Influencer Marketing: What You Need to Know
In marketing, almost more than anywhere else, buzz words and phrases dominate the lexicon. For the last twelve months or so, the biggest of those buzzes has been ‘influencer marketing’- the process by which products or services are sold through the endorsement of influential people, most notably via social media. So, what do you need to know?
Unlike the majority of marketing buzzes however, the impact of the influencer doesn’t appear to be fading. So, what do you need to know?
The Rise of the Market Influencer
Despite the term being ‘like, so 2017’, influencer marketing has been going on for a very long time. In fact, you could go so far as to name Josiah Wedgewood as the first proponent, back in the 1760s, when he gained royal endorsement for his pottery and used it for marketing purposes. You can see the thread leading forward to modern practices. So yes, influencer marketing has been around for a very long time. The difference now is the way in which we define and use it, and this change has come about thanks to firstly the internet, and then social media.
With the internet granting access to an almost limitless audience, bloggers were the first to cotton onto the fact that if they wrote in glowing terms about products, much free stuff would likely come their way. Seeing the huge potential power – and relatively low cost – of ‘peer reviews’, the marketing industry soon got behind the process and was waiting with open arms when social media broke onto the scene allowing bloggers to become vloggers and Insta-posters, embracing every form of digital technology and social media to reach a growing online following. Consequently, anyone with a smartphone and an internet connection can now become an influencer. But what does this mean for you?
What are the Benefits of Influencer Marketing?
First and foremost, it can offer a tremendous ROI. Influencer marketing is no longer just about giving out free samples to potential reviewers – although that it still a very low-cost option – because even clearly indicated paid-for posts can garner a terrific response from a well-selected demographic.
And it’s that well-selected demographic that makes up a second benefit: by using the correct influencer, your marketing can become highly targeted, taking your products to an audience that are already likely to be interested.
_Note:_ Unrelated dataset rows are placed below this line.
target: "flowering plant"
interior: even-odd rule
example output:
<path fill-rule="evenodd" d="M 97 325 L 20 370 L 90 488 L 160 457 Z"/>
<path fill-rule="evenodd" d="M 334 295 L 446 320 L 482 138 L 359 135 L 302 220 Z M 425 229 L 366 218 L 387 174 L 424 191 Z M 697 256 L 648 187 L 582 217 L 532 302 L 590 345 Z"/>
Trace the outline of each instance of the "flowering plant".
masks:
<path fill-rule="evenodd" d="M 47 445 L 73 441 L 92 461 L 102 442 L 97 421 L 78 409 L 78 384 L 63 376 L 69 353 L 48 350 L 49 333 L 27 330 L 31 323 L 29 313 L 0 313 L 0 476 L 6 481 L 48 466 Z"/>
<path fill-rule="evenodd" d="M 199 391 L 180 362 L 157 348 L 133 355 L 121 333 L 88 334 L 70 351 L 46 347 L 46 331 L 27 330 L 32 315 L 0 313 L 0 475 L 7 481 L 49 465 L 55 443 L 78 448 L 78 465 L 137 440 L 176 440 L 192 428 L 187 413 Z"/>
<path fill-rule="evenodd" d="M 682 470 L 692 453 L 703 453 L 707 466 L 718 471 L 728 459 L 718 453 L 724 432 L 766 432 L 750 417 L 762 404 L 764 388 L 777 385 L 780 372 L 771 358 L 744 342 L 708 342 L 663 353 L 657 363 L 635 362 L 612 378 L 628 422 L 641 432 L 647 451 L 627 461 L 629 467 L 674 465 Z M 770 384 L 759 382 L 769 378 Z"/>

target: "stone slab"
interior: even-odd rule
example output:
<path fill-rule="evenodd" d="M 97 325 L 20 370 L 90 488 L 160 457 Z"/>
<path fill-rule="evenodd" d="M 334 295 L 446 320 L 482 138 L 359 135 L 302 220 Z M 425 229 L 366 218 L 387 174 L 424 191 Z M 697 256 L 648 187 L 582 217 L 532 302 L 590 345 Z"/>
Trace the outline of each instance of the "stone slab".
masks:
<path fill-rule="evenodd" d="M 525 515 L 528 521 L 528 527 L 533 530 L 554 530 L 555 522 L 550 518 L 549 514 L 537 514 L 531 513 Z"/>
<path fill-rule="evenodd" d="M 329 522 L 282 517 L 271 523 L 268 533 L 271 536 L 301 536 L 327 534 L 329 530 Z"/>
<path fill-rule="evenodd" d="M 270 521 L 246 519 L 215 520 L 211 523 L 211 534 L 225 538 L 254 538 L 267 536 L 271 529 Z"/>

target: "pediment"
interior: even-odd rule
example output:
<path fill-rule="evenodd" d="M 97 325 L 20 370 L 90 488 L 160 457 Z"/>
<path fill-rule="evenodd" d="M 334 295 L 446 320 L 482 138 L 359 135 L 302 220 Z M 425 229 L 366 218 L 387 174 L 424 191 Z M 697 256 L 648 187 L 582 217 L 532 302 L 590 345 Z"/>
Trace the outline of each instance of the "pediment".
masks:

Thirdly, and no less importantly, influencer marketing is not impacted by ad-blocking technology. PageFair reports that over 615 million devices have now been installed with some kind of ad-blocking, and that by 2017 11% of internet users were blocking all forms of advertising – a 30% increase on the previous year. With influencer marketing, the product is the main content: it can’t be blocked, and the viewer doesn’t want it to be.
Finally, influencer marketing doesn’t just work to highlight a single product, but to boost brand awareness and authority. By being associated with the right influencer, a company gains credibility.
Five Types of Consumer Influencer
Influencers come in many forms, but how do you know which is the best for your business?
The celebrity influencer is famous (obviously) and has a large reach, with both a fan base and a media following. They can cross demographics and deliver an enormous ROI, but they usually require a large up-front investment, which isn’t always viable for the smaller company.
If you’re looking to launch a new product line, then the trendsetter influencer – usually social media stars, but also marketing platforms, such as Buzzfeed – can be the ideal starting point, particularly if your target demographic is the teen to young-adult category.
Bloggers were the first modern influencers, and they still hold a lot of clout. They are considered to be knowledgeable in their field and they are passionate about what they do, delivering your products – through reviews, how-to’s and advertising – to a dedicated niche audience.
The expert influencer is like the blogger, only with better credentials and they have an existing following – either via blogging, YouTube, Instagram, Facebook, Twitter, or a combination of all of the above – who are already interested in what they have to say.
Once you decide which influencer type will best suit your business, then there are endless tools to help you find them. You could just peruse Instagram and YouTube, but the likes of Followerwonk, Discover.ly and TweetDeck can be used to discover who’s trending, track the reach of individual influencers, and find out the kind of followers they attract.
So, what can we expect from the influencer scene as we look ahead?
How Will Influencer Marketing Change in the Next Year?
Ask anyone about the changing face of influencer marketing, and the very first area they will comment on is transparency. Until relatively recently it wasn’t uncommon for bloggers and vloggers to rave about a product or service without disclosing that they’d been paid to do so. While various global authorities put their collective feet down on this practice, it’s still not compulsory to highlight sponsored posts when linking them to social media. This is going to change. Instagram is leading the way with this, with ‘branded content’ options, but other social media sites will soon follow suit.
Influencer marketing is also likely to widen its net. Currently, 92% of businesses rely primarily on Instagram, and while the platform will remain the leader, Facebook, YouTube and Snapchat are all making gains.
Finally, experiential, or ‘on-ground’ marketing, will begin to work in tandem with the influencers, with real life events dovetailing with online activities.
With reduced television viewing and stronger online ad-blocking and regulation, everyone is agreed that influencer marketing is here to stay. It has become an important tool in a difficult environment. The trick now is to find a way for your business to use it wisely.